In the domain of unemployment, the measures proposed are quite traditional and I dare to say quite near the Social Democrats usual proposals, for example the increased role of municipalities in the activation of unemployed people.
Some interesting controversies
I have focused this analysis on the environmental and the economic domains, as they are in my view very important challenges in this century. But the programme covers also a large range of other fields, such as well-being, the quality of health and social services, information, education and culture, respect of human rights, equality and democracy, solidarity of the European Union and global policies. The positions in these fields are interesting, but often not very far from those of other parties. However, on a number of points, there are courageous or controversial positions which will certainly attract the attention if they are discussed:
- The creation of congestion charges in major urban areas (which means that people using their car to go in the main towns should pay a fee). It has already been discussed, but not decided in Helsinki (It exists for example in Sweden)
- The changes in agriculture, in particular towards a ethical and sustainable agriculture, with a stress on supporting vegetarian food consumption and the production of vegetal proteins
- The end of fur farming
- The end of environmentally harmful subsidies
- Increase of pension contributions and raise of the retirement age (link with life expectancy)
- Creation of a basic income for all, which will encourage people to look for a job. An old idea, but it would simplify the administrative management of social support
- Limited liberalisation of the sale of wine and beers
- Waiving retail and service shops opening hours restrictions
- End the use of tax heavens for public money, including pensions funds
- Increase large estates inheritance tax
- Stop the reimbursement of consultations and treatments by private health providers, and use the funds for improving the public service
- Stop punishing the personal use and possession of illegal drugs (in particular cannabis)
- Public funding of food banks (bread queues)
- Allow undocumented immigrants access to the non-emergency health care
- Create a mechanism to detect early the cycle of debt accumulation and treat it
- Keep education and training free of charge
- Maintain and improve the network of public libraries
- Increase and improve Russian language provision in schools
- By law at least 40% of women and 40 % of men in the boards of companies in the Stock Exchange
- Separation of the Church and the State, so the state does not collect church taxes and the churches public role is transferred to municipalities
- Close all institutions for persons with disabilities and develop outside care (done in Sweden 20 years ago)

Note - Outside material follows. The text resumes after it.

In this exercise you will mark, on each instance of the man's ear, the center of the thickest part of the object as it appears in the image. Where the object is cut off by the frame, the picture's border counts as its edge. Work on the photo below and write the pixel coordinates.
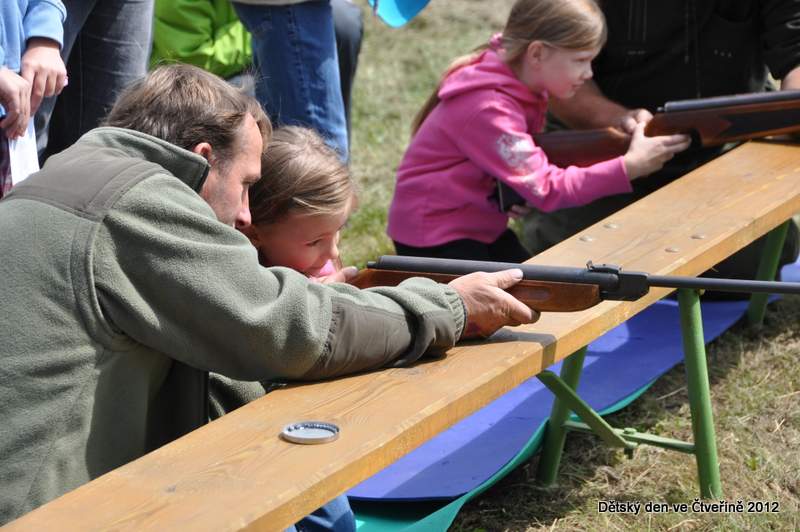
(250, 232)
(204, 150)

- Raise the refugees quota
- Ensure that the right of assisted death is in place
- Give the right to vote to 16 years old young people
- Increase the powers of the European Parliament (in particular allow it to initiate legislation) and give to the EU specific resources to replace partially member States contributions.
All these measures may have a big impact, positive and negative, on the public opinion and in a number of cases in the life of a number of Finnish people. I am not sure that they all are seriously considered by the leadership, and I would really like to know what will be during the campaign the attitude towards them, and what kind of answers the Green candidates are going to give when they are asked about them. Such a programme for a party wanting to be in a government to improve the society is quite risky, which is the reason why I would be interested to know which measures the Greens really want to push for the next 4 years, and how they are going to promote them.
The positions of the greens on refugees and illegals are quite liberal, and it looks like the Green party is going to have interesting debates with the Finns’ party on the topic. However, the Greens may be right from an humanitarian point of view: there are 5 times less refugees per inhabitant in Finland than in Sweden, 3 to 4 times less than in Germany, Switzerland or France… but 7 times more than in Russia.